The members of the International Cricket Council (ICC) on 26 April 2017 voted in favour of a new revenue sharing model and a change in governance structure, delivering a huge blow to the world’s richest cricket body, BCCI that had been against the move.
The new proposal was put to a floor test on the first day of the ICC Board meeting in Dubai.
While the new revenue-sharing model was approved by a 9-1 vote with only BCCI’s Representative Amitabh Chaudhary voting against it, the proposal for changes in governance structure was approved by an 8-2 vote, with Sri Lanka’s representative Thilanga Sumathipala also opposing it alongside Chaudhary.
• Under the revamped framework, the share of BCCI will come down to almost half at under $300 million (Rs 1,920 crore) a year.
• The vote saw Zimbabwe and Bangladesh, on whom BCCI was banking for support, voting in favour of the changes.
• The new proposals were introduced by former BCCI President and current ICC Chairman, Shashank Manohar.
• The objective behind introducing the new revenue model is to drive a more equitable distribution of ICC’s proceeds.

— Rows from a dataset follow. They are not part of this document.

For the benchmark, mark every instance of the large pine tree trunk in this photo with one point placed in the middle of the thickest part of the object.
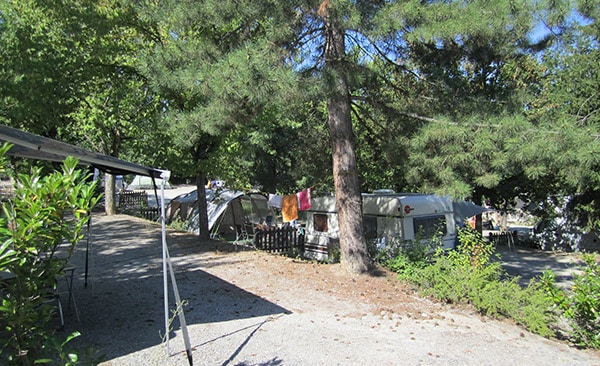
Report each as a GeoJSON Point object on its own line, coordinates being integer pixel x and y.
{"type": "Point", "coordinates": [353, 245]}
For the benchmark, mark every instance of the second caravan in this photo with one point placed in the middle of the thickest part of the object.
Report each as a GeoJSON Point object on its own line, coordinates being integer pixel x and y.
{"type": "Point", "coordinates": [387, 218]}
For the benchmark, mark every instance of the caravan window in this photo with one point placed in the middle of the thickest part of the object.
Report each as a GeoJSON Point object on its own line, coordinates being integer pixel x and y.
{"type": "Point", "coordinates": [320, 223]}
{"type": "Point", "coordinates": [429, 226]}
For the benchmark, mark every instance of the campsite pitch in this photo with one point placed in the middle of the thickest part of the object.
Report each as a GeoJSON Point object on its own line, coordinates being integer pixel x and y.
{"type": "Point", "coordinates": [251, 308]}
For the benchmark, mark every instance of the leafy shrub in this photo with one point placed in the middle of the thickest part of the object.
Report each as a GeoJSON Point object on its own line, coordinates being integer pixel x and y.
{"type": "Point", "coordinates": [47, 212]}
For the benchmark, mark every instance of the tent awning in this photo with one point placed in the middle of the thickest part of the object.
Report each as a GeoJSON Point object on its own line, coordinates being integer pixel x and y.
{"type": "Point", "coordinates": [29, 145]}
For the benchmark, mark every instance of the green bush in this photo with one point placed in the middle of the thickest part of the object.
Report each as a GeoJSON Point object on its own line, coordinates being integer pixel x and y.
{"type": "Point", "coordinates": [581, 304]}
{"type": "Point", "coordinates": [584, 305]}
{"type": "Point", "coordinates": [39, 229]}
{"type": "Point", "coordinates": [469, 275]}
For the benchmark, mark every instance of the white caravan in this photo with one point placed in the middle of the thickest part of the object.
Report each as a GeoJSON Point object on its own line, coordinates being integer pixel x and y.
{"type": "Point", "coordinates": [387, 218]}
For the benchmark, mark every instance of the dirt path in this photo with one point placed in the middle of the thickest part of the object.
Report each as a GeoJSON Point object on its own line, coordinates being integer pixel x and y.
{"type": "Point", "coordinates": [252, 308]}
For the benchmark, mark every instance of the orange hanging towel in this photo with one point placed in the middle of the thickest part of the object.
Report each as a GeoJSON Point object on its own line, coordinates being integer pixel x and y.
{"type": "Point", "coordinates": [289, 208]}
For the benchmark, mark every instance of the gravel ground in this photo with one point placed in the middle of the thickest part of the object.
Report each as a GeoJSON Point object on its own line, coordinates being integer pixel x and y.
{"type": "Point", "coordinates": [252, 308]}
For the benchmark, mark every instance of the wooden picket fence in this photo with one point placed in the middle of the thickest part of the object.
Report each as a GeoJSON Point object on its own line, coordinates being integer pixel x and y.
{"type": "Point", "coordinates": [287, 240]}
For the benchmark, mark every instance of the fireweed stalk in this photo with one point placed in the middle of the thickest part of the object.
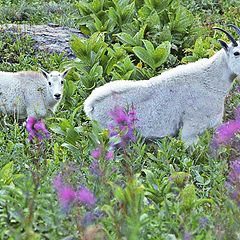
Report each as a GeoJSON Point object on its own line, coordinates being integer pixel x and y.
{"type": "Point", "coordinates": [37, 132]}
{"type": "Point", "coordinates": [233, 181]}
{"type": "Point", "coordinates": [121, 134]}
{"type": "Point", "coordinates": [225, 133]}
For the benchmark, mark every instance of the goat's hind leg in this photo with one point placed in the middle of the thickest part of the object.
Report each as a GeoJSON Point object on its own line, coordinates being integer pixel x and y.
{"type": "Point", "coordinates": [192, 129]}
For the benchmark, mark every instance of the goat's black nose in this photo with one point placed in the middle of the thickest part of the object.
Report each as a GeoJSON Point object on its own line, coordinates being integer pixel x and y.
{"type": "Point", "coordinates": [57, 95]}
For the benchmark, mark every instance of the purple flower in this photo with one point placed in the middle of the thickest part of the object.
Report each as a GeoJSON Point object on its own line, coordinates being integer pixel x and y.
{"type": "Point", "coordinates": [225, 133]}
{"type": "Point", "coordinates": [109, 155]}
{"type": "Point", "coordinates": [66, 194]}
{"type": "Point", "coordinates": [85, 196]}
{"type": "Point", "coordinates": [96, 153]}
{"type": "Point", "coordinates": [203, 222]}
{"type": "Point", "coordinates": [95, 168]}
{"type": "Point", "coordinates": [122, 130]}
{"type": "Point", "coordinates": [234, 174]}
{"type": "Point", "coordinates": [36, 129]}
{"type": "Point", "coordinates": [88, 219]}
{"type": "Point", "coordinates": [187, 236]}
{"type": "Point", "coordinates": [233, 181]}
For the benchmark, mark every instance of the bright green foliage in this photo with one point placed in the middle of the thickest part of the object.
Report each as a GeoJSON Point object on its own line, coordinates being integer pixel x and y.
{"type": "Point", "coordinates": [151, 190]}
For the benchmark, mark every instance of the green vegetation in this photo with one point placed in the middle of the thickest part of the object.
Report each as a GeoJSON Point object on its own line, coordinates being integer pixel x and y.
{"type": "Point", "coordinates": [153, 190]}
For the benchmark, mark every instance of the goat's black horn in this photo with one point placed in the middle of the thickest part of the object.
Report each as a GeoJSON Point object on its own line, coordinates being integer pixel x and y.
{"type": "Point", "coordinates": [234, 42]}
{"type": "Point", "coordinates": [235, 27]}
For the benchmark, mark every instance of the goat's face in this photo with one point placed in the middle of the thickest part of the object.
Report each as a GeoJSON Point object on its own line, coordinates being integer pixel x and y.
{"type": "Point", "coordinates": [55, 81]}
{"type": "Point", "coordinates": [232, 50]}
{"type": "Point", "coordinates": [234, 58]}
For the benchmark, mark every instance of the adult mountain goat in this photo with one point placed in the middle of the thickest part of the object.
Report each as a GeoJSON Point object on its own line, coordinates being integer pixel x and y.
{"type": "Point", "coordinates": [190, 96]}
{"type": "Point", "coordinates": [30, 93]}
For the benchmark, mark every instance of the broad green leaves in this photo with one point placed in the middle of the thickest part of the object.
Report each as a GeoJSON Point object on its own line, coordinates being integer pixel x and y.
{"type": "Point", "coordinates": [154, 57]}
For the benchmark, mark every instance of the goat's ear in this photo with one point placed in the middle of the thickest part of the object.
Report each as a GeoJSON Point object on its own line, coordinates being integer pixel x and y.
{"type": "Point", "coordinates": [223, 44]}
{"type": "Point", "coordinates": [64, 74]}
{"type": "Point", "coordinates": [44, 73]}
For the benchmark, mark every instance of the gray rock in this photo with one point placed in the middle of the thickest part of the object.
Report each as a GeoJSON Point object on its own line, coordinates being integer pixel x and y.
{"type": "Point", "coordinates": [49, 38]}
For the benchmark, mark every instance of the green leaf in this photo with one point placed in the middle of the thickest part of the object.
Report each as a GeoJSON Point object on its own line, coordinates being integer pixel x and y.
{"type": "Point", "coordinates": [149, 46]}
{"type": "Point", "coordinates": [126, 38]}
{"type": "Point", "coordinates": [144, 56]}
{"type": "Point", "coordinates": [161, 53]}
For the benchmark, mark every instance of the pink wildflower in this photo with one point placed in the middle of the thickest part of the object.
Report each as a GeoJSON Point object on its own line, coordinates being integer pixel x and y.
{"type": "Point", "coordinates": [233, 181]}
{"type": "Point", "coordinates": [85, 196]}
{"type": "Point", "coordinates": [124, 125]}
{"type": "Point", "coordinates": [96, 153]}
{"type": "Point", "coordinates": [109, 155]}
{"type": "Point", "coordinates": [95, 168]}
{"type": "Point", "coordinates": [225, 133]}
{"type": "Point", "coordinates": [36, 129]}
{"type": "Point", "coordinates": [66, 194]}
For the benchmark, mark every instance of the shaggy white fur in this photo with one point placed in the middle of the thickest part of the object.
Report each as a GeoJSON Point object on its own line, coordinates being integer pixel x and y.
{"type": "Point", "coordinates": [190, 96]}
{"type": "Point", "coordinates": [30, 93]}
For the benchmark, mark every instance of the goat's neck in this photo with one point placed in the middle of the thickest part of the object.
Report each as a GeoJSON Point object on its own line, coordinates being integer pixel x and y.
{"type": "Point", "coordinates": [220, 68]}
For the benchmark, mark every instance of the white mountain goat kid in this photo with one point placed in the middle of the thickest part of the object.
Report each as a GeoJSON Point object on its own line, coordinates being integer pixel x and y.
{"type": "Point", "coordinates": [30, 93]}
{"type": "Point", "coordinates": [190, 96]}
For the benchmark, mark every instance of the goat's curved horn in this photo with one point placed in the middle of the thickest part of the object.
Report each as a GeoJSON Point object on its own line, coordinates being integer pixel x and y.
{"type": "Point", "coordinates": [234, 42]}
{"type": "Point", "coordinates": [235, 27]}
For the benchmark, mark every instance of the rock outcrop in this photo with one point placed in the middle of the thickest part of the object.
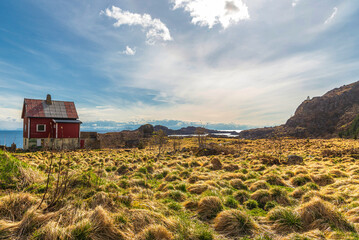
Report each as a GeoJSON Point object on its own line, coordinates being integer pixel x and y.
{"type": "Point", "coordinates": [320, 117]}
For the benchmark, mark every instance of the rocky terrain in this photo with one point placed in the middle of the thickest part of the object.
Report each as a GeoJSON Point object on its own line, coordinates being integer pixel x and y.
{"type": "Point", "coordinates": [320, 117]}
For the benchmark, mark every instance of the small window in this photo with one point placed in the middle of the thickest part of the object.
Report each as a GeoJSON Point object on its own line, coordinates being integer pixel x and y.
{"type": "Point", "coordinates": [40, 128]}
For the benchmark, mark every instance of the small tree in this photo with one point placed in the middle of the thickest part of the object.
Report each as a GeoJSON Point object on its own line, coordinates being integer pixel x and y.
{"type": "Point", "coordinates": [159, 139]}
{"type": "Point", "coordinates": [201, 137]}
{"type": "Point", "coordinates": [176, 143]}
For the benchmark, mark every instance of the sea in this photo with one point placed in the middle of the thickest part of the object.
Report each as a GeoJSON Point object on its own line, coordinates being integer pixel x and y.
{"type": "Point", "coordinates": [9, 137]}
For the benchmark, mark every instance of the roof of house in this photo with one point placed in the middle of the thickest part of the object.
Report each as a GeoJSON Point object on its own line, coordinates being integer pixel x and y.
{"type": "Point", "coordinates": [58, 109]}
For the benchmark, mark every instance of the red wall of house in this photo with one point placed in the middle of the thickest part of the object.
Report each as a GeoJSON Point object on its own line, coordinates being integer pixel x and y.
{"type": "Point", "coordinates": [68, 130]}
{"type": "Point", "coordinates": [49, 128]}
{"type": "Point", "coordinates": [25, 128]}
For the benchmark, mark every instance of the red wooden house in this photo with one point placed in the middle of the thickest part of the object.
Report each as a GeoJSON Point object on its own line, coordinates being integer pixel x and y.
{"type": "Point", "coordinates": [51, 124]}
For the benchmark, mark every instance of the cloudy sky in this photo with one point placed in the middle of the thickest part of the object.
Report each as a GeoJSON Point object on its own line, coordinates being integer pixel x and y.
{"type": "Point", "coordinates": [221, 61]}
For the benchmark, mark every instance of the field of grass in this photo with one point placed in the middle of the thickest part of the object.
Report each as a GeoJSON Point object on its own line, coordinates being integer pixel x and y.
{"type": "Point", "coordinates": [248, 190]}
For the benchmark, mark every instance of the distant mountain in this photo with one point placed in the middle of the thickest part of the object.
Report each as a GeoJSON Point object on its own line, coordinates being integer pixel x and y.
{"type": "Point", "coordinates": [321, 117]}
{"type": "Point", "coordinates": [113, 126]}
{"type": "Point", "coordinates": [190, 130]}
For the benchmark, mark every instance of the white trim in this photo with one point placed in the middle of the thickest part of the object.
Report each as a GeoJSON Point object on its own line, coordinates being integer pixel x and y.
{"type": "Point", "coordinates": [28, 129]}
{"type": "Point", "coordinates": [37, 127]}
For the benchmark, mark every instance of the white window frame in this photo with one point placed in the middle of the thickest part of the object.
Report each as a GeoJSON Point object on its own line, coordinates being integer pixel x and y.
{"type": "Point", "coordinates": [37, 128]}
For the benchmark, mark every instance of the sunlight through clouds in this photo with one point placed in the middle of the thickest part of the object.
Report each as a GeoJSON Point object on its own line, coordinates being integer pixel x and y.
{"type": "Point", "coordinates": [129, 51]}
{"type": "Point", "coordinates": [212, 12]}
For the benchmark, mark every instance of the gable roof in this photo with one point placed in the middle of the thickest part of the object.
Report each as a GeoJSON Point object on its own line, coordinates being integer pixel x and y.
{"type": "Point", "coordinates": [58, 109]}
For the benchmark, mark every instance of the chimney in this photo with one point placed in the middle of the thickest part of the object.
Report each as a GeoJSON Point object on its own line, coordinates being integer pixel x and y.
{"type": "Point", "coordinates": [48, 99]}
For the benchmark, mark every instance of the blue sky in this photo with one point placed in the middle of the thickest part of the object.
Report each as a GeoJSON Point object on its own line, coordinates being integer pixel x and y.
{"type": "Point", "coordinates": [249, 62]}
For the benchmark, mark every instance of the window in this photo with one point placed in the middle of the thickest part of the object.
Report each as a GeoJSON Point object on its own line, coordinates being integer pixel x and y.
{"type": "Point", "coordinates": [40, 128]}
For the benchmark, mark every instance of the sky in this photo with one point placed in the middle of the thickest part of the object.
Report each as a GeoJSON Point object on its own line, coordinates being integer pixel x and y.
{"type": "Point", "coordinates": [235, 62]}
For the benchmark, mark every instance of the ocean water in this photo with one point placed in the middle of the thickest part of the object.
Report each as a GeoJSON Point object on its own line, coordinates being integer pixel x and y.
{"type": "Point", "coordinates": [9, 137]}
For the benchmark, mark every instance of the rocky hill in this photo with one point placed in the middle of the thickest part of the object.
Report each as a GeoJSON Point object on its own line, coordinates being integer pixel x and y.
{"type": "Point", "coordinates": [320, 117]}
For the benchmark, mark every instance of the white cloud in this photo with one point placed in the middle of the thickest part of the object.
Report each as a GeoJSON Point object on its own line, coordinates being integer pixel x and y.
{"type": "Point", "coordinates": [156, 30]}
{"type": "Point", "coordinates": [335, 11]}
{"type": "Point", "coordinates": [294, 3]}
{"type": "Point", "coordinates": [212, 12]}
{"type": "Point", "coordinates": [129, 51]}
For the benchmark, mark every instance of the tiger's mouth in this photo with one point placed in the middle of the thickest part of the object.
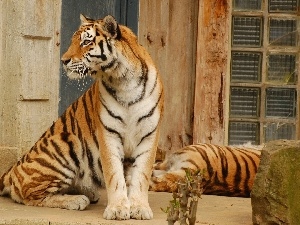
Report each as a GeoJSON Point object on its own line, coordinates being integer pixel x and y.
{"type": "Point", "coordinates": [77, 71]}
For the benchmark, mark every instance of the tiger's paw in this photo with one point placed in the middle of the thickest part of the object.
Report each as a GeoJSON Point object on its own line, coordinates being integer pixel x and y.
{"type": "Point", "coordinates": [77, 202]}
{"type": "Point", "coordinates": [117, 212]}
{"type": "Point", "coordinates": [141, 212]}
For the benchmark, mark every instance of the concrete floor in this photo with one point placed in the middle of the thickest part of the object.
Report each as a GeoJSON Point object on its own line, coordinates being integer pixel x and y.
{"type": "Point", "coordinates": [212, 210]}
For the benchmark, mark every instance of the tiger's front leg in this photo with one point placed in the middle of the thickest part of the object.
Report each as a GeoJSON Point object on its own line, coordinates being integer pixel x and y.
{"type": "Point", "coordinates": [139, 180]}
{"type": "Point", "coordinates": [118, 207]}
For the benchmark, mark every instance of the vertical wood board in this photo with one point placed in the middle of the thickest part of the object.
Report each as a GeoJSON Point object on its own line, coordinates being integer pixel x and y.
{"type": "Point", "coordinates": [211, 71]}
{"type": "Point", "coordinates": [168, 30]}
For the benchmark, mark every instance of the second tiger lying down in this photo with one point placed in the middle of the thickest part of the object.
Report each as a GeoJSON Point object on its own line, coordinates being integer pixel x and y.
{"type": "Point", "coordinates": [228, 170]}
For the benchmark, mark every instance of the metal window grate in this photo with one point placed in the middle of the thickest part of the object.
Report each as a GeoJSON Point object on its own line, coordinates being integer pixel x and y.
{"type": "Point", "coordinates": [244, 102]}
{"type": "Point", "coordinates": [282, 32]}
{"type": "Point", "coordinates": [275, 131]}
{"type": "Point", "coordinates": [282, 69]}
{"type": "Point", "coordinates": [242, 132]}
{"type": "Point", "coordinates": [247, 5]}
{"type": "Point", "coordinates": [283, 5]}
{"type": "Point", "coordinates": [281, 102]}
{"type": "Point", "coordinates": [245, 67]}
{"type": "Point", "coordinates": [247, 31]}
{"type": "Point", "coordinates": [263, 94]}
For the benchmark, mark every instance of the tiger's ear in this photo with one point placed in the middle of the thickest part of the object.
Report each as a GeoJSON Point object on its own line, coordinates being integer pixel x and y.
{"type": "Point", "coordinates": [111, 27]}
{"type": "Point", "coordinates": [85, 20]}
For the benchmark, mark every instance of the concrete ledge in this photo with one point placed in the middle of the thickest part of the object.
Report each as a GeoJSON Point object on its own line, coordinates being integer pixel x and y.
{"type": "Point", "coordinates": [212, 210]}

• The earlier model saw the ‘Big Three’ – India, Australia and England getting a major chunk of the international body’s total revenue, among which India’s alone was about $570 million.
Further, reports suggest a possibility of a strong action on the same from BCCI’s side. The body out rightly rejected the offer of an extra $100 million pay-out in revenue by Manohar over the initially proposed $290 million.
The standoff between BCCI and the ICC could have a deep impact on the game, as a bulk of ICC’s revenue comes from the cricketing body.